In the past, the biggest gripe of interns in investment banks was the long hours. This may change following Goldman's decision to restrict interns to mere 17 hour days, or it may not. One intern even went so far as to claim that “being surrounded by other like-minded and motivated individuals made them a non-factor”.
This, along with hundreds of other (largely) positive reviews of internships at Goldman Sachs, J.P. Morgan, Citi and boutiques like Evercore and Perella Weinberg are available on Vault.com. We’ve scoured through them to find the downsides of interning in an investment bank. These are as follows.
“Gruelling competition for full-time positions becomes crash course in corporate politics."
"The training program is like drinking from a firehose"
"Some of the guest speakers were unnecessary."
"There were a few too many required intern speaker events. When I was busy, they were too time consuming."
"JPM really stresses the value of face time, which makes sense in a firm that really encourages relationships. However, younger employees often took this too far, staying late into the night for no other reason than to make it seem as though they were incredibly dedicated."
"The hours are unpredictable. I had to come in on Saturdays and Sundays, on an hour's notice sometimes."
"One weekend commitment in the Hamptons was 7 hours on a bus for a 2-hour cocktail party."
"Lots of sucking up needed. It was sometimes hard for me to be myself and truly showcase me and my skills, as I felt EXTREME pressure to be what my manager wanted me to be."
"We were asked to do numerous mock pitches and presentations which seemed awkward and forced. Our "open meetings" where we were quizzed on all aspects of the business and company seemed more like fraternity hazing than a value-added activity."

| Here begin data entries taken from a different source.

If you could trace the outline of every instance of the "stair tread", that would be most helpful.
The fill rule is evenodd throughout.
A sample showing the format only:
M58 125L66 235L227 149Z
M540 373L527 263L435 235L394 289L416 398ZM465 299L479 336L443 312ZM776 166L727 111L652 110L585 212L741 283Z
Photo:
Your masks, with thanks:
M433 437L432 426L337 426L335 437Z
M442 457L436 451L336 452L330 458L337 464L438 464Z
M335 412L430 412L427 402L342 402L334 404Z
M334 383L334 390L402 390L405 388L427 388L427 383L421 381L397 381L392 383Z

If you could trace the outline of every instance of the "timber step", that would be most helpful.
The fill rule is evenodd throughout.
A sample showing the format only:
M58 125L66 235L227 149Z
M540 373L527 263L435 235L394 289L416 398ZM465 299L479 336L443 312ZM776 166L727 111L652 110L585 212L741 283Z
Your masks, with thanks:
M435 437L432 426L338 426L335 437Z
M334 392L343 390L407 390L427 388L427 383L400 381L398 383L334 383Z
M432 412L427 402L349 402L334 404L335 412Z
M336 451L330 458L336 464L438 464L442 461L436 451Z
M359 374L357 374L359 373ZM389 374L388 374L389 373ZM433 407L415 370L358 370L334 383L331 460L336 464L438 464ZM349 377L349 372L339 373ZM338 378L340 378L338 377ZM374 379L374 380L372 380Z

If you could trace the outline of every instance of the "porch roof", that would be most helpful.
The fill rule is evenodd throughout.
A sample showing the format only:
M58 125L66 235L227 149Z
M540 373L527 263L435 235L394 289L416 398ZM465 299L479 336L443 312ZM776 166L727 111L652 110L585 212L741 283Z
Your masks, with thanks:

"Working 60-70 hours/week leaves little time to explore the city!"
"Actively try to reduce the amount of redundant and/or unnecessary work so that employees can enjoy a better lifestyle. Goldman should compensate their employees better, especially when compared with other bulge bracket and top boutique banks (i.e. Goldman does not pay overtime while most banks do)."
"Everyone knows about the perks associated with working at places like Facebook and Google - namely, that cafeteria food is free (to reduce costs). I think the man hours lost to pay for food at the cafeteria - or to go elsewhere for lunch, which many would not do if the cafeteria were free - exceeds the profit made on food from the cafeteria (especially when you remove wages paid to cashiers). And I think offering free food to employees would help the firm keep up with the tech companies."
At J.P. Morgan's New York office: "The elevators were very inefficient and slow."
"Hours were tough, but more specifically productivity - a lot of time was spent waiting for mark ups from seniors, and when you were given them you were expected to turn them around for the next morning."
At Evercore: "They were too easy on the interns. Let us go very early and attend all company events even if our team was still working."
"People on my team didn't talk. Unless you made a conscious effort to talk to people, you'd be sitting at your desk all day."
"The work-flow was kind of muddy and was on a project with two senior bankers who didn't see eye to eye. That made the project frustrating and led to duplicate work."
"There's a focus on minor (seemingly pointless) details - font size in presentations, colour formatting."
"There was a lot of homework during the internship. They were necessary, but were difficult to complete while staffed on live projects. That is the nature of the job, however."
"Seniors occasionally withhold constructive criticism in order to avoid putting someone down."
"It was essentially a 10-week interview, so you had to be on your game the whole time, which can be tough given the long hours."
"There were a few times that I had absolutely nothing to do during the day and just had to sit at my desk and wait for something to come up. It was not acceptable to leave when you didn't have any work. At times, it did seem to be a little political too, but I doubt that is unique to my group or firm."
"I was not that busy. My manager was confused."